復路も堅実につないだ。6区・若林陽大(3年)で5位に浮上すると、7区・居田優太(2年)は脚にアクシデントがありながら、7位に踏みとどまる。8区・中澤雄大(3年)が4人抜きの快走で3位にジャンプアップし、9区・湯浅仁(2年)も区間3位と好走。10区井上大輝(4年)は順位を落としたが、総合6位でフィニッシュした。

【中央大は監督も絶賛のレース】
「1区の吉居は区間トップで走ってくれましたし、2区の手島は4年生らしく粘り抜いてくれました。3区以降も想定どおりの走りでした。復路は6区の若林と8区の中澤をポイントにしていたんです。

7区の居田は16qあたりでけっこう脚を叩いていたので、無理をさせずに、しっかりとつなぐことを優先しました。9区の湯浅は非常に調子がよかったですし、アンカーの井上も攻めの走りをしてくれました。往路・復路とも100点のレースです」(藤原正和監督)

前回は1区で17位と大きく出遅れて、往路(19位)はまったく波に乗ることができなかった。しかし今回は1区の吉居で確実に先手を奪い、2区は耐えて、3区以降に再加速するというプランニングがピタリと決まった。

「攻める区間」と「負けてもいい区間」を明確に分けていた、とも言えるだろう。攻める区間は1、3、4、6、8区。負けてもいい区間は2区と10区だった。

そして過去の経験を生かした区間配置もうまくハマった。前回3区で区間15位に沈んだ吉居は1年前から1区を予定していたという。2区には前回、裏の9区を区間7位と好走した手島が入り、3区は前々回も同じ区間を経験している三浦、6区は3年連続の若林を配置。その結果、全日本大学駅伝から2つ順位を上げて、10年ぶりのシード権を獲得した。

「それぞれが仕事をしてくれましたね。今年のチームは全日本大学駅伝でひとつ大きな自信を得て、この大会でまた結果を出せた。ようやく強化のサイクルと結果がリンクし始めたかなと感じています。来年はぜひ表彰台にチャレンジしたい。そして、第100回大会で優勝を目指せるようなチームにしていきたいと思っています」と藤原監督。"前進"を始めた中央大はワクワク感に満ちている。

【疑問が残った明治大の区間配置】
一方の明治大は、区間配置がチグハグだったような印象を受けた。今回のオーダーと区間順位は以下の通りだ。
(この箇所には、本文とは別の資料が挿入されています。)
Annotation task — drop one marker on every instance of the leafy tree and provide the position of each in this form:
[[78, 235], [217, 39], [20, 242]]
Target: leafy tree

1区・手嶋杏丞(4年)区間13位2区・鈴木聖人(4年)区間16位3区・児玉真輝(2年)区間14位4区・小澤大輝(3年)区間7位5区・下條乃將(3年)区間18位6区・杉本龍陽(3年)区間12位7区・富田峻平(3年)区間2位8区・櫛田佳希(3年)区間11位9区・加藤大誠(3年)区間11位10区・橋本大輝(4年)区間4位

児玉真輝(2年)は前回の1区経験者(区間16位)で、手嶋杏丞(4年)は前々回3区を区間7位と好走している。児玉は11月23日の10000m記録挑戦競技会で全体トップを飾っており、1区と3区を逆にしたほうがスムーズだったかもしれない。